Ucapan Bagyo kali ini langsung bisa membuat mata Cinta terbuka, “Adit bukan ayah kandung Laura.”
“Lalu siapa?” tanya Bagyo pelan.
“Tolong jangan bahas itu. Pergilah!” Cinta membalikkan tubuh, wajahnya menghadap bantal, mulai menangis.
Hati Bagyo perih. Masih ada tanya di hatinya yang belum terjawab. Jika memang Laura bukan anak Adit, kenapa Adit mengakui bahwa dia adalah ayah biologis Laura? Kenapa Cinta tidak jujur tentang ayah Laura sebenarnya?
Bagyo meletakkan pizza ke atas nakas, dia pun berbaring di samping Cinta. Hal yang tak pernah dilakukannya. Dibalikkannya tubuh Cinta perlahan agar menghadap padanya. Diselipkannya sebelah tangan pada leher Cinta yang tak membuat perlawanan.
“Menangislah, jika itu membuatmu lega.” Bagyo membawa kepala Cinta ke dadanya. Dipeluknya tubuh sang istri.
Cinta tetap menangis, tapi gengsinya yang tinggi tak membuatnya balik memeluk Bagyo. Tidak, dia tak boleh menyuburkan cinta di hatinya untuk lelaki itu. Ada Adit yang selalu menantinya kembali, bahkan mau menerimanya apa adanya. Adit yang setia, bahkan karena dia pergi begitu saja.
“Mungkin, aku adalah lelaki yang bodoh karena menyia-nyiakan cinta wanita sepertimu,” bisik Bagyo.
Cinta mendengar, tapi tak menimpali. Hatinya sudah memilih.
“Tapi, izinkan aku menebus semuanya. Sebelum perpisahan kita yang tinggal menghitung hari. Tak ada aku dan kamu, hanya ada kita. Tentang selanjutnya kamu mau menikah dengan Adit, itu hakmu. Kamu pun berhak bahagia.” Bagyo mengelus rambut Cinta, mencium kening istrinya dengan pelan.
Bodoh, bodoh! Wanita mana yang tak akan tergoda dengan lelaki seperti dia? Apalagi istri yang sudah halal untuknya. Cinta merutuk dalam hati.
Bagyo mengangkat wajah Cinta agar melihat ke arahnya. Mata mereka bertemu dan Bagyo melihat banyak luka di sana. “Aku tak bisa menjanjikan bahwa akan ada di sampingmu selamanya, tapi kupastikan sisa beberapa hari ini akan membuatmu bahagia.”
“Ceritakan padaku, apa yang terjadi saat aku dioperasi. Bagaimana mungkin tiba-tiba saja kamu menjadi suamiku setelah aku sadar?” Akhirnya sebuah tanya terlontar dari bibirnya.

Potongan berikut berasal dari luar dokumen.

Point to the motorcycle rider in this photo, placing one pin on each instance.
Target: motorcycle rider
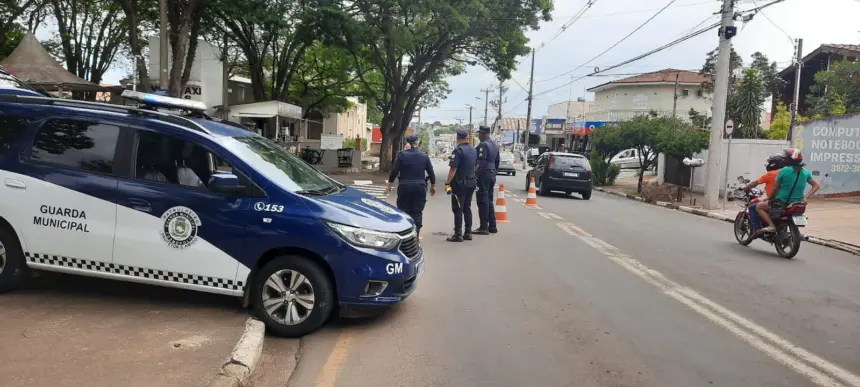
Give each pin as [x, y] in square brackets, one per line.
[785, 190]
[774, 163]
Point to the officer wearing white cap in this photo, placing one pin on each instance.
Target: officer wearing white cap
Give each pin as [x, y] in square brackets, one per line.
[460, 184]
[488, 163]
[411, 165]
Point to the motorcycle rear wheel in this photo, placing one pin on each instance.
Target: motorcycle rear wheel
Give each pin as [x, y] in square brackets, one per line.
[742, 230]
[787, 237]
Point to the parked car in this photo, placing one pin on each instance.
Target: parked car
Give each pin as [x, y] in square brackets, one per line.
[629, 159]
[507, 164]
[191, 202]
[558, 171]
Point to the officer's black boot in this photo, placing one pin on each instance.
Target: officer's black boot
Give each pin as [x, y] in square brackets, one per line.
[481, 231]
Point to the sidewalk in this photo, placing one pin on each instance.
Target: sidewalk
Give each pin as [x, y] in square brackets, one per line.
[832, 221]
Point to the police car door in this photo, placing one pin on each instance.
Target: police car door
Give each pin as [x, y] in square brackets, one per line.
[171, 229]
[64, 194]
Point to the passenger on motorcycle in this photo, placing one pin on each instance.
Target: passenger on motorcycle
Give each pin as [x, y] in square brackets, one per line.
[786, 190]
[774, 164]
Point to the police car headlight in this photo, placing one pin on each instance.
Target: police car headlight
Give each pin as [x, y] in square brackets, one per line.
[365, 238]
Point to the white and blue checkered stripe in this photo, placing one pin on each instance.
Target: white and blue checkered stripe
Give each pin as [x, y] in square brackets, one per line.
[105, 267]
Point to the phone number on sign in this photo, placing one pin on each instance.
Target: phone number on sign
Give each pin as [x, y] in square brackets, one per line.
[845, 168]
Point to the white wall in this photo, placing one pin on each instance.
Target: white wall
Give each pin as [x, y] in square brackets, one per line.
[577, 109]
[748, 158]
[206, 72]
[650, 97]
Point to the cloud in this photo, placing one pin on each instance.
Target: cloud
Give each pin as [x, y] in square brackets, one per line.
[608, 21]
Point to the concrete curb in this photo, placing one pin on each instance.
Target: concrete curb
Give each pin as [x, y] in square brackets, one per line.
[846, 247]
[237, 371]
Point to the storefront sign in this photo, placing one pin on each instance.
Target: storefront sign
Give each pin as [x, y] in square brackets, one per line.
[553, 125]
[831, 151]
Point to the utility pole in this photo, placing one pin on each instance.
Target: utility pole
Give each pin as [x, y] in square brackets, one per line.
[529, 111]
[675, 103]
[721, 88]
[162, 43]
[486, 104]
[795, 105]
[470, 121]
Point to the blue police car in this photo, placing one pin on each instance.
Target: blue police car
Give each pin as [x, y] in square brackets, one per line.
[183, 200]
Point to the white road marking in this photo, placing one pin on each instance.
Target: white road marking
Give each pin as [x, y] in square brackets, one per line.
[816, 369]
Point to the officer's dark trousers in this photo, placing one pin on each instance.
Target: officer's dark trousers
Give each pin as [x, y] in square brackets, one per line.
[411, 198]
[461, 204]
[484, 197]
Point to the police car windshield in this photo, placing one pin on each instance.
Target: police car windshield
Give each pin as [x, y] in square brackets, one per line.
[279, 166]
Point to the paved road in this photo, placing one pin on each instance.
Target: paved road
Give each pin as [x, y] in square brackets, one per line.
[605, 292]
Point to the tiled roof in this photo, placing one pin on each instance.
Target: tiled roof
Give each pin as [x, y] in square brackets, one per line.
[662, 76]
[849, 47]
[667, 75]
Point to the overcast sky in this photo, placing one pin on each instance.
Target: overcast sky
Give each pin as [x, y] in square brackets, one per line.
[606, 22]
[815, 21]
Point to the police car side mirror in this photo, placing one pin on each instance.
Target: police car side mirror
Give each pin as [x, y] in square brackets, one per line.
[226, 183]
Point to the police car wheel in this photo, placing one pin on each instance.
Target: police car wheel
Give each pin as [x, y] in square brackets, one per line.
[13, 268]
[293, 296]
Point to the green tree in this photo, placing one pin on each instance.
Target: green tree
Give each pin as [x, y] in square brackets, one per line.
[409, 42]
[746, 102]
[90, 35]
[780, 124]
[642, 133]
[608, 142]
[836, 91]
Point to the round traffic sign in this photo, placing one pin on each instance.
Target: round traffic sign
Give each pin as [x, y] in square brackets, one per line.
[730, 127]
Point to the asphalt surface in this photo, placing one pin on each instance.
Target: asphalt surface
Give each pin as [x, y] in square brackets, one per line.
[604, 292]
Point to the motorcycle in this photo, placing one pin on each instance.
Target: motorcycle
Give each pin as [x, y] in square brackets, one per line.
[787, 237]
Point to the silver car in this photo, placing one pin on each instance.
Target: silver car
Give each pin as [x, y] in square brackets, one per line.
[507, 164]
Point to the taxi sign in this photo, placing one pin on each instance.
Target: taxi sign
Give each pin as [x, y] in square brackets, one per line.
[155, 100]
[730, 127]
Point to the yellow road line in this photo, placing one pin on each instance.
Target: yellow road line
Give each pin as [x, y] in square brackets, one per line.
[329, 371]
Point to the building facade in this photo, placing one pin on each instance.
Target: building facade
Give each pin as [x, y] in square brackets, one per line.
[665, 92]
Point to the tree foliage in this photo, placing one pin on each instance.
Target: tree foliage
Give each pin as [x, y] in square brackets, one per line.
[409, 42]
[836, 91]
[90, 35]
[746, 103]
[780, 124]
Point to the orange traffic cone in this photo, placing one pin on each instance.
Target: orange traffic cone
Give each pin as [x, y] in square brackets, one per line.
[501, 206]
[531, 199]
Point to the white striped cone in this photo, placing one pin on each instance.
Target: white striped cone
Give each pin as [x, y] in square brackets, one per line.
[531, 199]
[501, 206]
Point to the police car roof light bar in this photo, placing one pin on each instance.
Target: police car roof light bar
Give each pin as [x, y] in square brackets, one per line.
[171, 118]
[156, 100]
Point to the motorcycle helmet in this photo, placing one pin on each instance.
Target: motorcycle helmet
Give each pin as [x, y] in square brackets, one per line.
[775, 162]
[792, 156]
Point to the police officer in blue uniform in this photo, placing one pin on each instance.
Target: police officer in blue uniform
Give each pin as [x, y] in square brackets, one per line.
[411, 165]
[488, 163]
[460, 184]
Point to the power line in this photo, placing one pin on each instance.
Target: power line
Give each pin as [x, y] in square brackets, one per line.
[564, 27]
[776, 25]
[616, 43]
[636, 58]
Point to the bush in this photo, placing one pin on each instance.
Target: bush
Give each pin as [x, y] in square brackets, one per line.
[602, 172]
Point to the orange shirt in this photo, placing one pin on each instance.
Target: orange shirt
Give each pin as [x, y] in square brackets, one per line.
[769, 180]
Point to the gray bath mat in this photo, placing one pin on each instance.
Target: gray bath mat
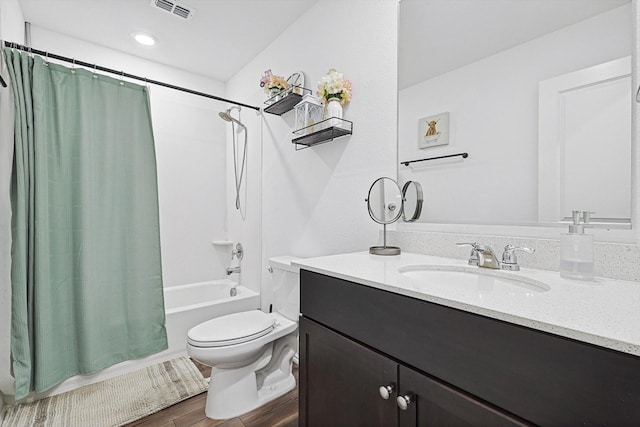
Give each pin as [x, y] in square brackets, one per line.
[115, 401]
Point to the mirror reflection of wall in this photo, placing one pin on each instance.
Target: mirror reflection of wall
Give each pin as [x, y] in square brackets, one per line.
[482, 62]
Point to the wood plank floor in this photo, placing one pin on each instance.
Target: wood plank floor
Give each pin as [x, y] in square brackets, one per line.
[281, 412]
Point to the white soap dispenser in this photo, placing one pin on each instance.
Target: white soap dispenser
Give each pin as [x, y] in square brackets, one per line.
[576, 250]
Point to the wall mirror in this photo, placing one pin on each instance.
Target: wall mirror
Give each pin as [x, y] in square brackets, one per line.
[470, 75]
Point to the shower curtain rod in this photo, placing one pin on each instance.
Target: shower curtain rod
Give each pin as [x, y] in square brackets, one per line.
[123, 74]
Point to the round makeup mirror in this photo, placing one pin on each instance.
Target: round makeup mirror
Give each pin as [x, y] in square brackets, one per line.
[385, 205]
[413, 199]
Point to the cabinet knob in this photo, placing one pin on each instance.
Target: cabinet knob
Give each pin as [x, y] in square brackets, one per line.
[404, 401]
[386, 391]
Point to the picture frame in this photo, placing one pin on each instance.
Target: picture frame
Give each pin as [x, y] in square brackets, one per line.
[433, 130]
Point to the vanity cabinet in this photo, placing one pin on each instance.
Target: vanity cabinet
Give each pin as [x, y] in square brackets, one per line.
[341, 380]
[457, 368]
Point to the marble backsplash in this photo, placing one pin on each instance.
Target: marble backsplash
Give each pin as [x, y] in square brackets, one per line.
[612, 260]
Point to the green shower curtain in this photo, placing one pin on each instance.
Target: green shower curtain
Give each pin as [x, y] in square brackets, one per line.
[86, 272]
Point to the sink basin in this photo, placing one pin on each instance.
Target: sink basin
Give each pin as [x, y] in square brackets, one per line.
[482, 279]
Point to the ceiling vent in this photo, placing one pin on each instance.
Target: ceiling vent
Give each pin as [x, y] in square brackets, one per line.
[173, 8]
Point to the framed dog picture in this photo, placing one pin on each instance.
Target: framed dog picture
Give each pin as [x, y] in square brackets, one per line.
[433, 130]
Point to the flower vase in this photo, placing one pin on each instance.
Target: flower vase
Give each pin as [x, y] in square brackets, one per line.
[334, 112]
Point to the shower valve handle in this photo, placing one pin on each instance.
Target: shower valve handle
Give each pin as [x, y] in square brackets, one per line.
[237, 252]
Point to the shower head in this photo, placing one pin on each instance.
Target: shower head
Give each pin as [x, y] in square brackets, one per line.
[226, 116]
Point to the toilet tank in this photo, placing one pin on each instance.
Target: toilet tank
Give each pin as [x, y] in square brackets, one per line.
[285, 280]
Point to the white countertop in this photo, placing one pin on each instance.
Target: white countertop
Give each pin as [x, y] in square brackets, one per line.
[604, 312]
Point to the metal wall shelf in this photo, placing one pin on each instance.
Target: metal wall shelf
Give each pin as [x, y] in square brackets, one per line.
[285, 101]
[321, 132]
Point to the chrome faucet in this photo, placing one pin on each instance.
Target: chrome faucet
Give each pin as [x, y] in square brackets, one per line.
[485, 257]
[509, 259]
[232, 270]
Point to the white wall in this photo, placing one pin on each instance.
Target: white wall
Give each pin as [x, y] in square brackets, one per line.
[494, 116]
[11, 29]
[312, 201]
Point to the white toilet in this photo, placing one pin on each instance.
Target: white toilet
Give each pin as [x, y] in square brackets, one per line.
[251, 352]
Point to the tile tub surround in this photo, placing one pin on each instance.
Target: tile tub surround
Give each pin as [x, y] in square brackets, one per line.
[612, 260]
[603, 312]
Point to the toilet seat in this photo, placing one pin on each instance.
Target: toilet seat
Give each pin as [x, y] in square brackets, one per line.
[236, 328]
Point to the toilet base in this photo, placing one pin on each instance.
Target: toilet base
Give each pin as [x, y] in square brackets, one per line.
[234, 392]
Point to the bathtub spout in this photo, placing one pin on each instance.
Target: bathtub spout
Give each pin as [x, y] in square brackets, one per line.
[232, 270]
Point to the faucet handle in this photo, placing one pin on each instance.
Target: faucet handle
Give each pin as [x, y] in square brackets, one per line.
[509, 258]
[473, 258]
[238, 252]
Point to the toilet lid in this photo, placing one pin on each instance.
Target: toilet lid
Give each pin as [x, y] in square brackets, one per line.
[231, 329]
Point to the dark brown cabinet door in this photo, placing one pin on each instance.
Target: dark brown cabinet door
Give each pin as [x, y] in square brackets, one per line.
[340, 381]
[432, 403]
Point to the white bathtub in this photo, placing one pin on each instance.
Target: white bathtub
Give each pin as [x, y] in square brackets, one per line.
[189, 305]
[185, 307]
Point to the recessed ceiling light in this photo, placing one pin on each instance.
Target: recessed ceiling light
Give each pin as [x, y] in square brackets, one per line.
[144, 38]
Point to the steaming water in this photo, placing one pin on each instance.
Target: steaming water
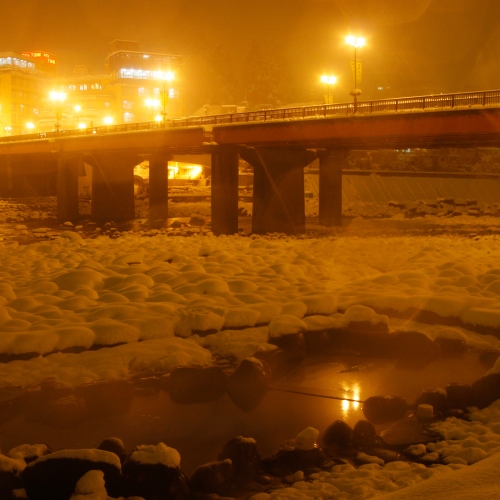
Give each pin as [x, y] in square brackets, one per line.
[199, 431]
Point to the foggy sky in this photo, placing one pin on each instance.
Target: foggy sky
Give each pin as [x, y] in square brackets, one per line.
[438, 45]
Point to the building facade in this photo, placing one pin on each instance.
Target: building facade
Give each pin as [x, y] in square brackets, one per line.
[136, 86]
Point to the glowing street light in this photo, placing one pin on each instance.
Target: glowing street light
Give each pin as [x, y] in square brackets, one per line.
[58, 97]
[167, 76]
[152, 104]
[356, 42]
[329, 81]
[78, 108]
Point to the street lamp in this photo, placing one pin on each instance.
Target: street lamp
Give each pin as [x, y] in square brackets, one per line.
[329, 81]
[167, 76]
[58, 97]
[78, 108]
[152, 104]
[356, 42]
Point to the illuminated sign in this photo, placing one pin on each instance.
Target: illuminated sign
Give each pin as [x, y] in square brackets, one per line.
[45, 56]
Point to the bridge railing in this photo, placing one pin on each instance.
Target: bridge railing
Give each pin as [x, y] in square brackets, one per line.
[400, 104]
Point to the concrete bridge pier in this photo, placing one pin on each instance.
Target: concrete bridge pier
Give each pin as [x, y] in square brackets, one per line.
[158, 186]
[331, 163]
[68, 168]
[224, 191]
[278, 190]
[5, 176]
[113, 185]
[29, 175]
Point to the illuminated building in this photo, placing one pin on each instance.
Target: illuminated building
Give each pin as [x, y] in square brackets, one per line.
[138, 76]
[24, 79]
[123, 93]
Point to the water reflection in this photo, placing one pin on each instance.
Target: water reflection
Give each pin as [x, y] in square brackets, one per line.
[352, 404]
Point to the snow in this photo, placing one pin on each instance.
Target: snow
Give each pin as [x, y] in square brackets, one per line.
[160, 454]
[147, 303]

“Okey. Tapi kamu juga harus memberi tahu aku, siapa ayah Laura.” Bagyo pun mengajukan syarat yang dibalas anggukan oleh Cinta.
“Hm, aku boleh memelukmu?” tanya Cinta ragu.
“Peluklah, selama yang kamu mau. Dua minggu ke depan, kamu bebas melakukan apa pun padaku. Aku pun tak akan menyakitimu.” Bagyo mencium kening Cinta sekali lagi.
Cinta memeluk suaminya, merasakan parfum yang menempel dan bercampur dengan keringat. Akhirnya dia bisa memeluk tubuh suaminya dan merasakan dada bidangnya. Hatinya menghangat. Apa yang terjadi besok, biarlah. Saat ini, biarkan seperti ini, bukan aku dan kamu, tapi kita.